While Russian interference operations in the 2016 US presidential elections focused on misinformation and targeted hacking, officials have scrambled ever since to shore up the nation’s vulnerable election infrastructure. New research, though, shows they haven’t done nearly enough, particularly when it comes to voting machines. The report details vulnerabilities in seven models of voting machines and vote counters, found during the DefCon security conference’s Voting Village event. All of the models are in active use around the US, and the vulnerabilities—from weak password protections to elaborate avenues for remote access—number in the dozens. The findings also connect to larger efforts to safeguard US elections, including initiatives to expand oversight of voting machine vendors and efforts to fund state and local election security upgrades.

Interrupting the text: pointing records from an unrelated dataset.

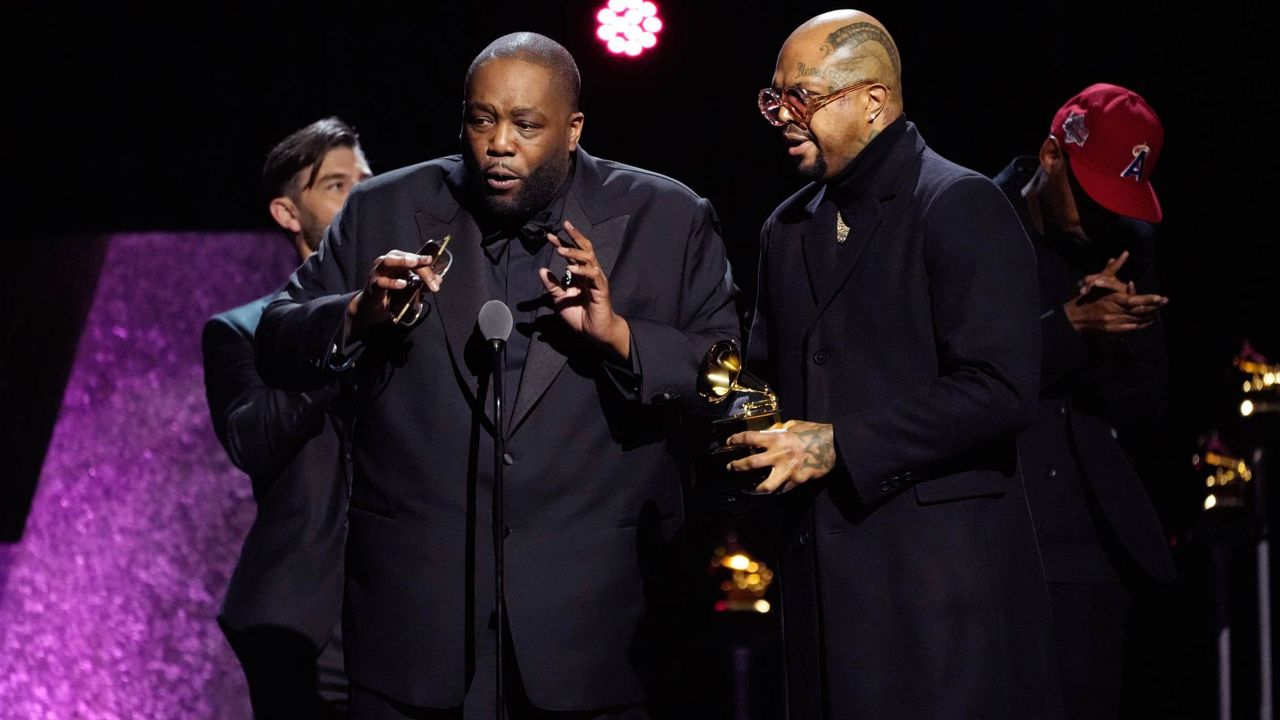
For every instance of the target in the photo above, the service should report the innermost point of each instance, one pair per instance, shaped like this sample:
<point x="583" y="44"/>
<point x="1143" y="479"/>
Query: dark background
<point x="131" y="118"/>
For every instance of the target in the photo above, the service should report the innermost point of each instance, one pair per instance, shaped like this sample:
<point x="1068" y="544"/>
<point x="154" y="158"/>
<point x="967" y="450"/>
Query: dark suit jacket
<point x="593" y="477"/>
<point x="912" y="584"/>
<point x="1100" y="399"/>
<point x="289" y="570"/>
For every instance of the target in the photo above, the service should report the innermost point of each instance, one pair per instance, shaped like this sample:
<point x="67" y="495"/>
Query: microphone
<point x="496" y="323"/>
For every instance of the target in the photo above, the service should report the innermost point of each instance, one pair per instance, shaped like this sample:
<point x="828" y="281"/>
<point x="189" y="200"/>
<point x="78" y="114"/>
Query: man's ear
<point x="575" y="130"/>
<point x="877" y="99"/>
<point x="1051" y="155"/>
<point x="286" y="214"/>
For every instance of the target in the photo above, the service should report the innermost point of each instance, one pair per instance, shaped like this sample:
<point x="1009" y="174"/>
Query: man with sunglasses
<point x="284" y="601"/>
<point x="896" y="318"/>
<point x="1088" y="204"/>
<point x="618" y="285"/>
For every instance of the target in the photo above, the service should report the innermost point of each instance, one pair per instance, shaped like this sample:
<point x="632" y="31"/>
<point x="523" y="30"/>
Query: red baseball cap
<point x="1112" y="140"/>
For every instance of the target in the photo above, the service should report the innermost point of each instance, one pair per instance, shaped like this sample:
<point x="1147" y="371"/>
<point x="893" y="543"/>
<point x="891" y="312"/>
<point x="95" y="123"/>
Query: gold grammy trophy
<point x="721" y="377"/>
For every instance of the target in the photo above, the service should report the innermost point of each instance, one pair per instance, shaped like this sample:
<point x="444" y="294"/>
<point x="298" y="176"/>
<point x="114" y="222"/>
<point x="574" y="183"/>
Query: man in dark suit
<point x="896" y="315"/>
<point x="1088" y="205"/>
<point x="618" y="285"/>
<point x="282" y="610"/>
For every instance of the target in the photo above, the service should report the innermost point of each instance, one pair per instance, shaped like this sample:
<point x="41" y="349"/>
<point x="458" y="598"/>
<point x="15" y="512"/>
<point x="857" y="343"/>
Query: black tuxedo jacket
<point x="593" y="469"/>
<point x="1100" y="401"/>
<point x="912" y="582"/>
<point x="289" y="572"/>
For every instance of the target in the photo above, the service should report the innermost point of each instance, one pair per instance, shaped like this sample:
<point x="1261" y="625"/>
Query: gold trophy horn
<point x="720" y="377"/>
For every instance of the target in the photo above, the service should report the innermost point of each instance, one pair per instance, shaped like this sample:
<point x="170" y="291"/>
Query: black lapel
<point x="465" y="288"/>
<point x="887" y="186"/>
<point x="809" y="241"/>
<point x="544" y="361"/>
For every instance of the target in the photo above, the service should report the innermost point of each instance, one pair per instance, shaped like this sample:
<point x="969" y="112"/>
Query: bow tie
<point x="531" y="235"/>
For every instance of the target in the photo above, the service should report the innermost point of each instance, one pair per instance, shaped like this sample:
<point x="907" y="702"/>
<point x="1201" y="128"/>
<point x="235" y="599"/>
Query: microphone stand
<point x="499" y="449"/>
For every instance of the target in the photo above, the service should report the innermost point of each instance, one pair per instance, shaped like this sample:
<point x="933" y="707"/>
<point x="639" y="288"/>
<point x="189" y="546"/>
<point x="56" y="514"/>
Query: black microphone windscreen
<point x="496" y="320"/>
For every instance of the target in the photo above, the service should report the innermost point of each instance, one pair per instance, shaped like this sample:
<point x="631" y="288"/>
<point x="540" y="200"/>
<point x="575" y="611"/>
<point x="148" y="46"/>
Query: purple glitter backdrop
<point x="108" y="604"/>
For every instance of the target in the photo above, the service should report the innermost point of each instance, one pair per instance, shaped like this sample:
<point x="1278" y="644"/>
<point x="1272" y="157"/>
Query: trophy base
<point x="723" y="490"/>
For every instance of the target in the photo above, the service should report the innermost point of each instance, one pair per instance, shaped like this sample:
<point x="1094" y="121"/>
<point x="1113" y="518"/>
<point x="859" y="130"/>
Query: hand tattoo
<point x="819" y="449"/>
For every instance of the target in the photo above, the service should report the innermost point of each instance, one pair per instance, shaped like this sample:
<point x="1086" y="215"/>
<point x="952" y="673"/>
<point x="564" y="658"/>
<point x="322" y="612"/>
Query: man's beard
<point x="312" y="229"/>
<point x="540" y="187"/>
<point x="816" y="172"/>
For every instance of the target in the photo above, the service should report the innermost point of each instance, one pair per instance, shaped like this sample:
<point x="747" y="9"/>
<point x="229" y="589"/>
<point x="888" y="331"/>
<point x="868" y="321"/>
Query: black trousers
<point x="286" y="677"/>
<point x="480" y="700"/>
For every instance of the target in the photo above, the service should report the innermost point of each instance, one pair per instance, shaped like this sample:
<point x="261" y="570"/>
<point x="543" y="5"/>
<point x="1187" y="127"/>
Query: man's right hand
<point x="1107" y="305"/>
<point x="391" y="272"/>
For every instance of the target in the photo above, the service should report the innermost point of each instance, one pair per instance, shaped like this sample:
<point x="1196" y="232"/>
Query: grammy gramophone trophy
<point x="754" y="408"/>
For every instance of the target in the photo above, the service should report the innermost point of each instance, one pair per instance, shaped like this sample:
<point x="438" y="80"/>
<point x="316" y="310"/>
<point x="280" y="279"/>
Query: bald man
<point x="896" y="315"/>
<point x="602" y="354"/>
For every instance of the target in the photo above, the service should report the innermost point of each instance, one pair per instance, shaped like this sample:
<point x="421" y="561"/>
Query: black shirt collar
<point x="850" y="185"/>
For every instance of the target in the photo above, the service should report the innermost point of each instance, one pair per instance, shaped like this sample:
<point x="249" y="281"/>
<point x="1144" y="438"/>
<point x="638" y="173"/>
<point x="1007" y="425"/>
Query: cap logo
<point x="1074" y="130"/>
<point x="1139" y="162"/>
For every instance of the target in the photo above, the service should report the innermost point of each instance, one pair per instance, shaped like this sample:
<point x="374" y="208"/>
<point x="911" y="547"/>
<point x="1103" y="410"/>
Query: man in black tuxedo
<point x="1088" y="204"/>
<point x="618" y="285"/>
<point x="896" y="314"/>
<point x="282" y="610"/>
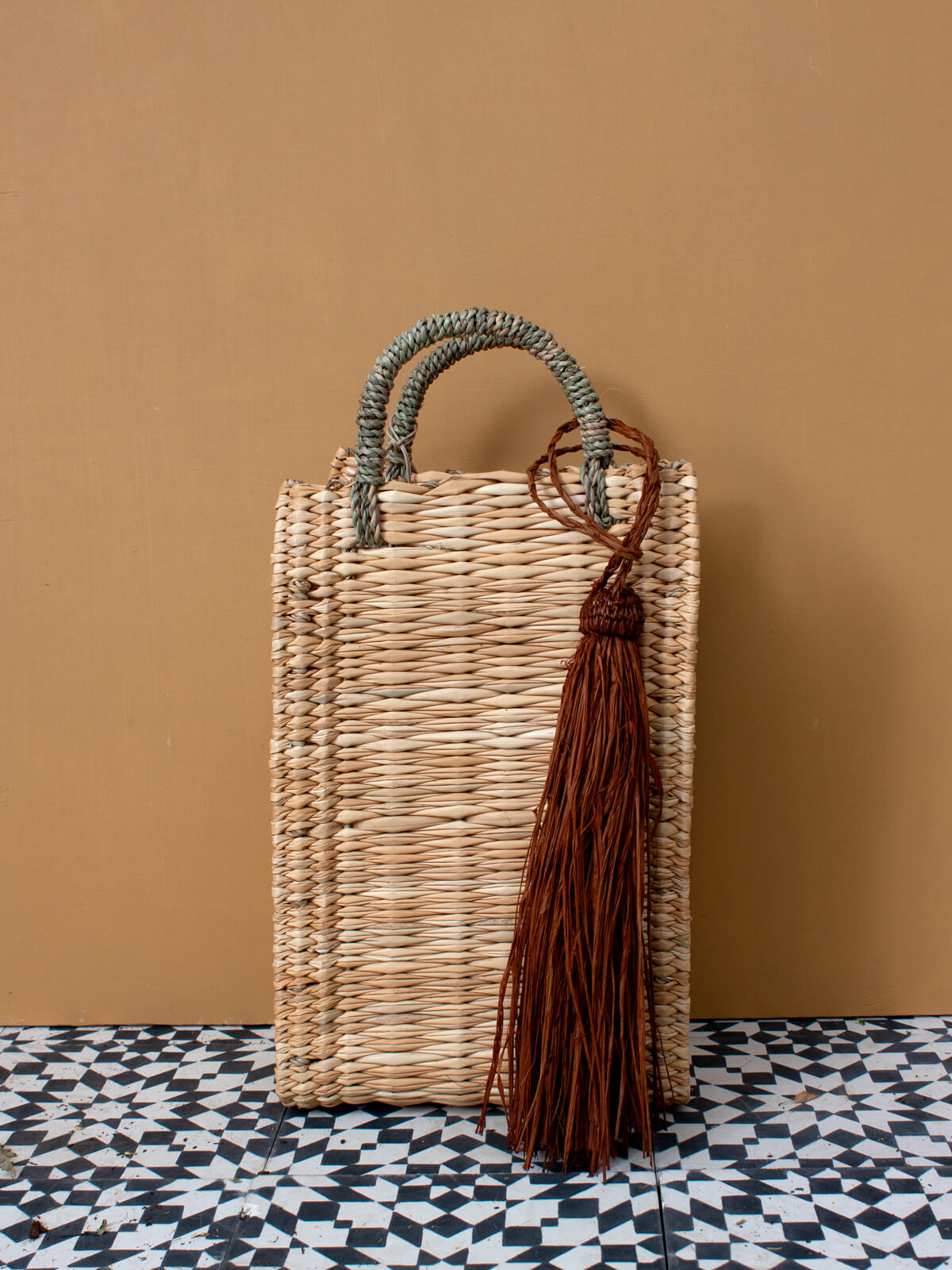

“We didn’t discover a lot of new vulnerabilities,” says Matt Blaze, a computer science professor at the University of Pennsylvania and one of the organizers of the Voting Village, who has been analyzing voting machine security for more than 10 years. “What we discovered was vulnerabilities that we know about are easy to find, easy to reengineer, and have not been fixed over the course of more than a decade of knowing about them. And to me that is both the unsurprising and terribly disturbing lesson that came out of the Voting Village.”
Many of the weaknesses Voting Village participants found were frustratingly basic, underscoring the need for a reckoning with manufacturers. One device, the “ExpressPoll-5000,” has root password of “password.” The administrator password is “pasta.”